Business is business
by InsanityInside
Summary: Harry PotterDiscworld crossover. A weird little oneshot, mostly about... business. And sausages inna bun, too.


_Just a weird little idea I had..._

_**Disclaimer:** Not mine, obviously._

**Business is business**

' - an' it's powerfully magical, too,'

'Is it?' the potential customer asked suspiciously 'What's it do then?'

Dung Fletcher hesitated. It was a tricky question. He didn't know what the object he was currently trying to sell did, and wasn't sure he wanted to find out.

'Well… I dunno, really,' he admitted. He was, in his own way, an honest man. Even when cheating, he tried to be as honest about it as he could. He didn't want to let anyone bigger and stronger than himself notice that he had lied to them.

'Where'd you get it then?' the customer asked.

'I… found it…' It was true. He _had_ found it. He never stole. Who? Him? Never! Admittedly, he had found it at number 12 Grimmauld Place, but what the hell? Sirius had never _liked_ that junk anyway.

'Yeah, right. How'd you know it's magic then?'

'Look, it just is, okay?' Dung said desperately.

'And what if it ain't?'

'Well, it's still real silver,' he said hopefully.

'As _real_ as that unicorn hair you sold me last month?'

_Oh bugger, he knew about that?_

'NO! 'Course not! 'S _really_ real!'

'So the unicorn hair _wasn't_?'

_Oh crap. He didn't!_

'No, I mean, this is, like… _more _real. Or somethin'…' he finished lamely.

'I wanna see it,' the customer said 'Now. I ain't buyin' it till I see it.'

'Yeah, yeah, sure…' Dung reached somewhere into the depths of his pocket. Where was it? _Aha!_ He squeezed it in his hand, but before he could pull it out of the pocket, his potential customer was gone. _What the hell?_ Dung looked around. This wasn't Knockturn Alley, was it?

XXX

'Rat onna stick!' Cut-Me-Own-Throat Dibbler called out 'Sausage inna bun!' The street was empty, but he hoped maybe there was someone round a corner somewhere(1) 'Hot sausage!' he tried again. Nothing.

It had not been a good day. It rarely is when your job is selling things nobody wants to buy. Still, Dibbler always hoped that one of these days someone would appear suddenly out of nowhere and buy a lot of sausages. _Of course_ it seemed unlikely, but, you know, million-to-one chances an' all that.(2)
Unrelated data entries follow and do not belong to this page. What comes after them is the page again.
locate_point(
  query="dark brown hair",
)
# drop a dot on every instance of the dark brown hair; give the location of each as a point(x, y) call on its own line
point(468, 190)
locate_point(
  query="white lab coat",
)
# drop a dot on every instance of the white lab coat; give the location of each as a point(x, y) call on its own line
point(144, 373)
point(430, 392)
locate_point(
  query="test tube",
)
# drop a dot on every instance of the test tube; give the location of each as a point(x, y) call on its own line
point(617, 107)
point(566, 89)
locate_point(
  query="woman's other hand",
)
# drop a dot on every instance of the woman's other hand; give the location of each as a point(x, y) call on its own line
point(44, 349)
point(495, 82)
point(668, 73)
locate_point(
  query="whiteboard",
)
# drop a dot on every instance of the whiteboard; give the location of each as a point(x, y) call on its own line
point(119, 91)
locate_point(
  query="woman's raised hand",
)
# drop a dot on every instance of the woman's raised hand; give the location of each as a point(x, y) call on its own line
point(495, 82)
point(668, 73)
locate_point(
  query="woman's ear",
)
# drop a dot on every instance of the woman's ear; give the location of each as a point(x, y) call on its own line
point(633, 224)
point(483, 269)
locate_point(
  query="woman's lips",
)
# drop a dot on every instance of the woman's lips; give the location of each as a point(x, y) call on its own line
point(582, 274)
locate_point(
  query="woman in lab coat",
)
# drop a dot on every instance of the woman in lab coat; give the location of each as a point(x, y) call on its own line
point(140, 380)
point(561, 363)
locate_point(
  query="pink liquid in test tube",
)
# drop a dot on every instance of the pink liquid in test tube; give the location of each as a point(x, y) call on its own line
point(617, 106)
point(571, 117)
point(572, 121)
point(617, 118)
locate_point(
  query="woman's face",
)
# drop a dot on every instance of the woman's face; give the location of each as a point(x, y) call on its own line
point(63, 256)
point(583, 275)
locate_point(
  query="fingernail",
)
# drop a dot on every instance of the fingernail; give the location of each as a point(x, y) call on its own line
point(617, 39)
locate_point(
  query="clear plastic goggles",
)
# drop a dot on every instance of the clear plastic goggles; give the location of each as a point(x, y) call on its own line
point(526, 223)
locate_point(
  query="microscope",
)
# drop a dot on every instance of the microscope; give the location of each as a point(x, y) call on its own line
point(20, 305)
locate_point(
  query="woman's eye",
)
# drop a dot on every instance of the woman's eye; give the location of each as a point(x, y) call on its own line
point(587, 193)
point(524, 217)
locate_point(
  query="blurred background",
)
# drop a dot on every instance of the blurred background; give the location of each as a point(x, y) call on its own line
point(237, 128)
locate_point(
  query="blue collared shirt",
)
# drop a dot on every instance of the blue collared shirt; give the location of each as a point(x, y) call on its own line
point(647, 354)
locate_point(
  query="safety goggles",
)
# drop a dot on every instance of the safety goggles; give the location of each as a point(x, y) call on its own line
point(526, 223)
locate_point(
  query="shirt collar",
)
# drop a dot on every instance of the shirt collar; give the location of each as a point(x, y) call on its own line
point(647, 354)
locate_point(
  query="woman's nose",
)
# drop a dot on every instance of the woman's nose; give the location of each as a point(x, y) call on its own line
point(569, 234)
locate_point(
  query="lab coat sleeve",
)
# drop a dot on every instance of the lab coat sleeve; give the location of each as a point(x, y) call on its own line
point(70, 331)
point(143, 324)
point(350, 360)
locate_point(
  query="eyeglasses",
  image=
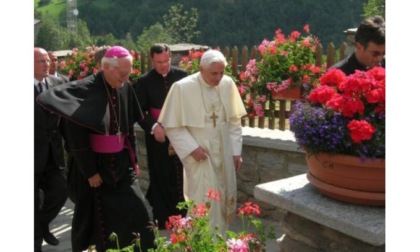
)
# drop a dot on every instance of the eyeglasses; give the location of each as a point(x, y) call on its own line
point(124, 73)
point(43, 61)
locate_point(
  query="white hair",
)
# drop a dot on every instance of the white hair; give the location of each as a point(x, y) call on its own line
point(212, 56)
point(113, 61)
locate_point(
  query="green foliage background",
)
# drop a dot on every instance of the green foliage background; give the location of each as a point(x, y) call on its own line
point(220, 22)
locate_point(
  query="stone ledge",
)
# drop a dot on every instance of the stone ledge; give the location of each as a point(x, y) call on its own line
point(268, 138)
point(298, 196)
And just then, all of a sudden, someone _did_ appear out of nowhere. Dibbler was a little surprised, but not so much really. He was quite close to the Unseen University and strange things tended to happen so close to a lot of wizards who had nothing better to do. He really didn't have anything against people who appeared out of the thin air, as long as they didn't appear have tentacles or try to kill him, and were hungry, and had money.

XXX

A man carrying a tray walked over to him.

'Hot sausage? Inna bun?' he said hopefully.

Dung glanced at the sausages. They didn't look very appetizing, but most things he ate didn't. And it had been a long day, and he was beginning to feel a bit hungry. Might as well have one. The man selling them turned out to be a Muggle, but Dung managed to convince him to accept wizards' money(3). He picked up a sausage. He ate it. It sure wasn't Molly's cooking, but since Molly currently refused to feed him until he has a bath and quits trying to corrupt her kids, it would have to do. The other man stared at him. He had no idea why.

XXX

The stranger didn't appear to have any tentacles, but he sure as hell wasn't a normal human! He ate the whole sausage. Dibbler hadn't seen anyone do _that_ for a while. And he _smiled_.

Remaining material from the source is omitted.